8. The real-time vehicle alert system as claimed in claim 1 wherein, the driver load indices includes a NORMAL index indicative of a normal driving condition, a DRIFT index indicative of a vehicle drifting mode, a WARN index indicative of warning signal generation, an ALARM index indicative of an alarm signal generation and an ACT index indicative of required action signal.
9. The real-time vehicle alert system as claimed in claim 1 wherein, during a NORMAL index indication, the AI module (201) determines the normal running condition of a particular vehicle and the normal driving behavior of a vehicle driver.

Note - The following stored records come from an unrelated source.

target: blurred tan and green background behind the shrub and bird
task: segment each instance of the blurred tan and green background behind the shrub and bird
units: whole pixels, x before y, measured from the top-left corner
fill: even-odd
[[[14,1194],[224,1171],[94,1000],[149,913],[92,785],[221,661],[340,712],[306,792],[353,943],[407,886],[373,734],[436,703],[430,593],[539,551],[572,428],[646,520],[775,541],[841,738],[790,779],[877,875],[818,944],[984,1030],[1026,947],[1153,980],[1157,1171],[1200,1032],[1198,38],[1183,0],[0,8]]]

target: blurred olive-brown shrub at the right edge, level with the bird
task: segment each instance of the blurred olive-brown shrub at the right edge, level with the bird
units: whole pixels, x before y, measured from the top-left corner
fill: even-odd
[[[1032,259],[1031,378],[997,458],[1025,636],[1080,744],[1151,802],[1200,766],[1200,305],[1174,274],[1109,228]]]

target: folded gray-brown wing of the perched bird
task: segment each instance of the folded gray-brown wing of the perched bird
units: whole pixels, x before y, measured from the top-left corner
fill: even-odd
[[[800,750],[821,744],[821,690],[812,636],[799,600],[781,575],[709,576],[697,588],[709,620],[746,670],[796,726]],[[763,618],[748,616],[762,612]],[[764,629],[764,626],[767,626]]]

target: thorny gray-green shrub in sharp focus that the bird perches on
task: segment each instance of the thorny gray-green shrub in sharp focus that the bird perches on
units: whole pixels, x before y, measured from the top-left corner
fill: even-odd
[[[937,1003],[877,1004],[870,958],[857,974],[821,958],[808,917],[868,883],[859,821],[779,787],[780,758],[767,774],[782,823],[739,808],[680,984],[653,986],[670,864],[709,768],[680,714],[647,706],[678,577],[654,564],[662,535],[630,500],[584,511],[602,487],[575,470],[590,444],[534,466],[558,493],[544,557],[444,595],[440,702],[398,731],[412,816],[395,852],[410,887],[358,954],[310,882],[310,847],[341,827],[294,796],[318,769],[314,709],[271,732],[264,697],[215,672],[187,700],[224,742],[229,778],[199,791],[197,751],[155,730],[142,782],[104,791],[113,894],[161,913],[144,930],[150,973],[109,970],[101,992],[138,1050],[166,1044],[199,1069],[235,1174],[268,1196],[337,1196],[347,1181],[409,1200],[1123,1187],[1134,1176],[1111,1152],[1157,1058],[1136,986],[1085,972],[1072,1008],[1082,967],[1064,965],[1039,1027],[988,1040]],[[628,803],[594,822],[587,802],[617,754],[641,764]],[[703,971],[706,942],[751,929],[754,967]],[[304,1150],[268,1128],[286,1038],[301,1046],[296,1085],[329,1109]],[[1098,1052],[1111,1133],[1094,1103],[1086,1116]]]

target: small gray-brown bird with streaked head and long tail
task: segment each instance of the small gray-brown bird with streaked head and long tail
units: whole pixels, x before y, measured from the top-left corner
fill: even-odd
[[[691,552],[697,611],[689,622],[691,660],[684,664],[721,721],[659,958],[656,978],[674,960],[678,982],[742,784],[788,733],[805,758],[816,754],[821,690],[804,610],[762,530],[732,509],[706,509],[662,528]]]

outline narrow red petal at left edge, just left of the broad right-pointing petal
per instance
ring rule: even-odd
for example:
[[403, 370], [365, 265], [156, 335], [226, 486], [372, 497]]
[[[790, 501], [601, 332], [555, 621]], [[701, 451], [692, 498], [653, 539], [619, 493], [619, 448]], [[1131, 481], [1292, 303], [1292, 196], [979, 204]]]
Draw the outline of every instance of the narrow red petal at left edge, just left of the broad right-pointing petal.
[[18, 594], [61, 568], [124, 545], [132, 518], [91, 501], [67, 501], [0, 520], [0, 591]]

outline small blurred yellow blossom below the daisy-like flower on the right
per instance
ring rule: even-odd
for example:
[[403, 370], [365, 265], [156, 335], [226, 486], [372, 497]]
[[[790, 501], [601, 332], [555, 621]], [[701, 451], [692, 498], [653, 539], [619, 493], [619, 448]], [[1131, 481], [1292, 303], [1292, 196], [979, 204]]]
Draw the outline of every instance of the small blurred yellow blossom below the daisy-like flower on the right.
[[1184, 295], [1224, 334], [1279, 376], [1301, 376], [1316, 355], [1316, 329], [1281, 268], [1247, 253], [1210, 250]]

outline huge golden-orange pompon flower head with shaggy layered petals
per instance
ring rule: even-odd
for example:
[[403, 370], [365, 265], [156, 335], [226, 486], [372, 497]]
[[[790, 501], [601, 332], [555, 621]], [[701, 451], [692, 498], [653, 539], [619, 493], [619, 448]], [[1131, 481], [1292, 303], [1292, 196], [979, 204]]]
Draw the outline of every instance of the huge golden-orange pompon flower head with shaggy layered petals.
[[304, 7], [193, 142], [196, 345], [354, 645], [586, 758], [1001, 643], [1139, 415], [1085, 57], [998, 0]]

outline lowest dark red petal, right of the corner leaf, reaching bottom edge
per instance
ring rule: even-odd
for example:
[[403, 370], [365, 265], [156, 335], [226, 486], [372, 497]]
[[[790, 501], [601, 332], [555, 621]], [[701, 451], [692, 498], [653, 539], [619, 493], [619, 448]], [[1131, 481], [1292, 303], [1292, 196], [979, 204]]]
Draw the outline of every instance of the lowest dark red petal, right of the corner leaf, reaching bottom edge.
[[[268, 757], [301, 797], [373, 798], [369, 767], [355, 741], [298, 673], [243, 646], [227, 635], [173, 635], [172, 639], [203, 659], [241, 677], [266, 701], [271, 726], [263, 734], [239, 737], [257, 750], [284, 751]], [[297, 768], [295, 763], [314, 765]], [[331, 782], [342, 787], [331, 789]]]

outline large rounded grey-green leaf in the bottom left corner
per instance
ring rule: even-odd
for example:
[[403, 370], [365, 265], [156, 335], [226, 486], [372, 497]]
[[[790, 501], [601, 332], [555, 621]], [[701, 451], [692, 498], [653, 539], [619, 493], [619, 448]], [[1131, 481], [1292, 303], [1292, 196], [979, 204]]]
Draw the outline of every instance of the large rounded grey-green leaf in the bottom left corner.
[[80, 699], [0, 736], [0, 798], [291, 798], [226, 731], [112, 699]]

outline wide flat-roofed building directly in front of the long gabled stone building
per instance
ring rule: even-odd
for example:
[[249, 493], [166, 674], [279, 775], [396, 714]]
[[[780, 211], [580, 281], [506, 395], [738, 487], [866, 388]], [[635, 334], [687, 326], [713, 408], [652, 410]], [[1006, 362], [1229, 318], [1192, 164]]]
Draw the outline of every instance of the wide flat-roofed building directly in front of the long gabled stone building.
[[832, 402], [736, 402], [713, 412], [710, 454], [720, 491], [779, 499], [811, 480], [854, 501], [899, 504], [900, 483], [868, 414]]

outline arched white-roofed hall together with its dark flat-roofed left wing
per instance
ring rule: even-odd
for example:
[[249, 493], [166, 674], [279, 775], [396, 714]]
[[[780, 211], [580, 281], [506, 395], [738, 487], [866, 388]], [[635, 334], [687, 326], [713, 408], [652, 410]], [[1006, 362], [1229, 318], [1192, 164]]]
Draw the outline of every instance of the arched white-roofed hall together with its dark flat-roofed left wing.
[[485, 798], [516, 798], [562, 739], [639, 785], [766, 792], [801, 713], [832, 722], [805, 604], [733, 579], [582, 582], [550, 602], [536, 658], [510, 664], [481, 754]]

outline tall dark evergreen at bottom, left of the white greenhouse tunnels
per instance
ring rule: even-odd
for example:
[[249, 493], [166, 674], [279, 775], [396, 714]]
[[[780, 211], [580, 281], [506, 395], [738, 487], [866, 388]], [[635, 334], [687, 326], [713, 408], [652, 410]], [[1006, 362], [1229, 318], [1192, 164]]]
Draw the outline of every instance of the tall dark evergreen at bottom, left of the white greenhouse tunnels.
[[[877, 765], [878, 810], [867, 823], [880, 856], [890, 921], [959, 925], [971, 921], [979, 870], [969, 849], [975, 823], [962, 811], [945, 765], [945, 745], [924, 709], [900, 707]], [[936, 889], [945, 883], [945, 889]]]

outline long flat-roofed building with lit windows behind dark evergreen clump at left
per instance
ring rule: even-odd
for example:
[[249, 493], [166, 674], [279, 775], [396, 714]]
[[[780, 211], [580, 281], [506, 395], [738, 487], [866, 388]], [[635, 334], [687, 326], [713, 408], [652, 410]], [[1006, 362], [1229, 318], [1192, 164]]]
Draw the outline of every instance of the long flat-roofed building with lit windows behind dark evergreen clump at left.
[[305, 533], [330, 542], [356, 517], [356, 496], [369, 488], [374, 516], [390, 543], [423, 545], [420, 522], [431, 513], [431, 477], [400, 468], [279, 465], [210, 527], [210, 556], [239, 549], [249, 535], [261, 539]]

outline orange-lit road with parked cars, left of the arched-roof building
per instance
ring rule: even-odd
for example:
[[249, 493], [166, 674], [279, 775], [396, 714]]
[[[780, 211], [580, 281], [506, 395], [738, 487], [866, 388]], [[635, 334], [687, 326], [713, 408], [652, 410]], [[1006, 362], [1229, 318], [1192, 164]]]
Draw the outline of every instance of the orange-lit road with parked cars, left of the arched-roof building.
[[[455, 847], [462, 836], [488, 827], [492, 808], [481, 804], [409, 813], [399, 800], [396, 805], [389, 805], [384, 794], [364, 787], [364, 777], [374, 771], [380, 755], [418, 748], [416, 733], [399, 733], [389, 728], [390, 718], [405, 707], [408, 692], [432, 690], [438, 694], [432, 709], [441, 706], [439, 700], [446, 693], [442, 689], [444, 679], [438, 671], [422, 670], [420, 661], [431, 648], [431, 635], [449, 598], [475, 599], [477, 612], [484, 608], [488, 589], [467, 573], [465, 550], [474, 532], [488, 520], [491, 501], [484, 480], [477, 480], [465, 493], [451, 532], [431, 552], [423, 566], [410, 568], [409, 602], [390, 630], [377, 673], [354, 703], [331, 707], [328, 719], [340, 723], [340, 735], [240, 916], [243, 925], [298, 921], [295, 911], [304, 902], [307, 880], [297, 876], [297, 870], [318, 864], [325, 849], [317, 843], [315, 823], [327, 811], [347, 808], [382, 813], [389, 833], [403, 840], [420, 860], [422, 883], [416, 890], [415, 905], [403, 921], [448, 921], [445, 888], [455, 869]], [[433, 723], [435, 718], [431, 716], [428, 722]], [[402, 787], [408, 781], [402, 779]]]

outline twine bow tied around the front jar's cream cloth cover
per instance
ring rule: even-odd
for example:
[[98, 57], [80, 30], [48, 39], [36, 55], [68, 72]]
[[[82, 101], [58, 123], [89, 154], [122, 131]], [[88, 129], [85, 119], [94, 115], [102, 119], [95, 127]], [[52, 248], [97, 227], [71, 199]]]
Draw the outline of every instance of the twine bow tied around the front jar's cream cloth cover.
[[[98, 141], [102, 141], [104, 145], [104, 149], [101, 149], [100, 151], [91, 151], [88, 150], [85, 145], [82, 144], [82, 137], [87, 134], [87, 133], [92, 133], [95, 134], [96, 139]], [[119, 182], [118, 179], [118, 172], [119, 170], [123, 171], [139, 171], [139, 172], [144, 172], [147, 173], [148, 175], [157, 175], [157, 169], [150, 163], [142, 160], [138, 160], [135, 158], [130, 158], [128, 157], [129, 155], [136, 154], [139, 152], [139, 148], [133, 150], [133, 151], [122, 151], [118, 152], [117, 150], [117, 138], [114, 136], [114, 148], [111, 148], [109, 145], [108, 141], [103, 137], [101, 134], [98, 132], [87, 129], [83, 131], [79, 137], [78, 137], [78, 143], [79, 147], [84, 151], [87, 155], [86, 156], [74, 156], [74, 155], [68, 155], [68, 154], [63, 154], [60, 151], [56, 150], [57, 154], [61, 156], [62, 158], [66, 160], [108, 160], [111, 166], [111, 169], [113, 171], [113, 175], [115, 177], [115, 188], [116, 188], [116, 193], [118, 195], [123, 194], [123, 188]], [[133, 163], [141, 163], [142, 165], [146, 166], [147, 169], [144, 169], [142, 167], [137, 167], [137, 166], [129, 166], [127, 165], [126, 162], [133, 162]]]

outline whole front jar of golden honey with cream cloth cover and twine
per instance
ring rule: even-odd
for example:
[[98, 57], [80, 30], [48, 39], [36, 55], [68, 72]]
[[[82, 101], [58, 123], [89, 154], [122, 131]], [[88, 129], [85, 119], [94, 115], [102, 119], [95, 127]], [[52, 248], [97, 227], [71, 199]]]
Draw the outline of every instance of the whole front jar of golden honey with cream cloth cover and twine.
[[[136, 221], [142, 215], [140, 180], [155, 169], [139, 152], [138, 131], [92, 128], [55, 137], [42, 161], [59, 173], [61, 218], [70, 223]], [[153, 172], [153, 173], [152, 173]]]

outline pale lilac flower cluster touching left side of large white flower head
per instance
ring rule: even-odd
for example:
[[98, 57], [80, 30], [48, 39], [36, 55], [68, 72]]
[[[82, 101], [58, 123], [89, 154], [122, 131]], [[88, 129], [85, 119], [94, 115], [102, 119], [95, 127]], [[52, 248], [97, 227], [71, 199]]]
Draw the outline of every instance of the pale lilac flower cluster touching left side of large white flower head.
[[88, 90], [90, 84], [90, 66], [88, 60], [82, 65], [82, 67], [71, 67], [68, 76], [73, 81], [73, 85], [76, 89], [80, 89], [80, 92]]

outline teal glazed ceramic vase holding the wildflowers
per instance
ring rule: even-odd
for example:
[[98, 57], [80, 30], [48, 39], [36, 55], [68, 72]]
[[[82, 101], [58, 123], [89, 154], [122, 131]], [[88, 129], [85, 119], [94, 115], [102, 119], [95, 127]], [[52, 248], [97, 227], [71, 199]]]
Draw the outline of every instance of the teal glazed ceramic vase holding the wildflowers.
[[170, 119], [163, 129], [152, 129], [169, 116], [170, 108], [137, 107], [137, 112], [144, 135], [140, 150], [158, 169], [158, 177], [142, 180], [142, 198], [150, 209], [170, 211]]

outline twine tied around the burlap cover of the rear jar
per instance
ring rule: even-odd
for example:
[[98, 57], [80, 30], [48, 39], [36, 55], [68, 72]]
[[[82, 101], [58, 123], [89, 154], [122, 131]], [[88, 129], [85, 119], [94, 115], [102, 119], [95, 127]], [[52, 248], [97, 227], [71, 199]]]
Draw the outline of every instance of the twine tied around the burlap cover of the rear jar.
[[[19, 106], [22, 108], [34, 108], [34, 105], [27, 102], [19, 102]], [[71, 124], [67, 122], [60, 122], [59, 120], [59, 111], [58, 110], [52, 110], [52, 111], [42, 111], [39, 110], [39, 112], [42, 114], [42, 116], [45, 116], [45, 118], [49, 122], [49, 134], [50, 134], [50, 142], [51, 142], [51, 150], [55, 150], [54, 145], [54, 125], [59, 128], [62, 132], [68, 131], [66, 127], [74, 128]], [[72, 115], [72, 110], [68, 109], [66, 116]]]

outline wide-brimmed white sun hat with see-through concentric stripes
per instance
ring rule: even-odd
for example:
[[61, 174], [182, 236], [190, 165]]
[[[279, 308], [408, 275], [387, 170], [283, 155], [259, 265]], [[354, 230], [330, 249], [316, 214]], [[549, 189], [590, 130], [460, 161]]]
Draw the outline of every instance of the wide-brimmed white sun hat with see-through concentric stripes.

10. The real-time vehicle alert system as claimed in claim 1 wherein, during a DRIFT mode indication, the AI module (201) determines a vehicle drifting condition and the normal driving manner of the vehicle driver.
11. The real-time vehicle alert system as claimed in claim 1 wherein, at an indication of signal corresponding to the WARN index, the AI module (201) determines abnormality signals corresponding to the vehicle running condition and generates warn warning or emergency signals.
12. The real-time vehicle alert system as claimed in claim 1 wherein, at an indication of the Alert index or the WARN Index or both, the AI module (201) computes the data corresponding to ALERT and WARN signals and generates an emergency alert signals which is transmitted to surrounding vehicles (101), (104) travelling at a predetermined range from the particular vehicle (102) through the cellular vehicle to vehicle (V2V) network.
13. The real-time vehicle alert system as claimed in claim 1 wherein, the emergency alert signals is transmitted through a Human Machine Interface (HMI) (221) and is displayed on a vehicle HMI display module (224).

14. The real-time vehicle alert system as claimed in claim 1 wherein, an alert module (222) in the form of a speaker (223) or warning lamp is actuated to warn surrounding vehicles (101), (104) in vicinity to the particular vehicle (102).
15. The real-time vehicle alert system as claimed in claim 1 wherein, at an indication of the ACT index, the AI module (201) sends message for required actions to be taken from vehicles to infrastructure through a cellular V2I (vehicle to infrastructure) communication.
16. The real-time vehicle alert system as claimed in claim 1 wherein, the AI
module (201) is configured to compute the first predetermined data, the
second predetermined data and the predetermined ambient data through a
stacked layer model.
17. The real-time vehicle alert system as claimed in claim 1 wherein, the stacked layer model includes an Application Layer (226) sub-divided into an emergency alert layer (229) and a bridge layer (203).
18. The real-time vehicle alert system as claimed in claim 1 wherein, the emergency alert layer (229) is configured to handle the emergency alert signal through an Android framework for transmitting it to the surrounding vehicles (101), (104) or infrastructure.
19. The real-time vehicle alert system as claimed in claim 1 wherein, the bridge layer (203) sets a connecting link between with a middleware (227) using the Android framework; and wherein the middleware (226) is substantially be divided into driver monitoring application (204), vehicle network services (206).
20. A method of generating real-time threat alert signals by a real-time vehicle threat alert system (200), the method comprising:

capturing, by a plurality of cameras (214), (215)… (200n), a first
predetermined data indicative of a facial-recognition data and a
predetermined ambient data corresponding to a vehicle surrounding
condition;
providing, a cumulative signals indicative of a second predetermined data from a predefined signals generated from the plurality of sensors (216), (218), (225) and the GPS (219), respectively;
generating, by a navigation system (217), a predefined navigation system data (217);
receiving, by a control module (202) via a communication protocol, the first predetermined data, the predetermined ambient data, the second predetermined data and the predefined navigation system data; and
computing, by an Artificial Intelligence (AI) module, the first predetermined data, the second predetermined data and the predetermined ambient data to determine a driver load data based on a plurality of driver load indices.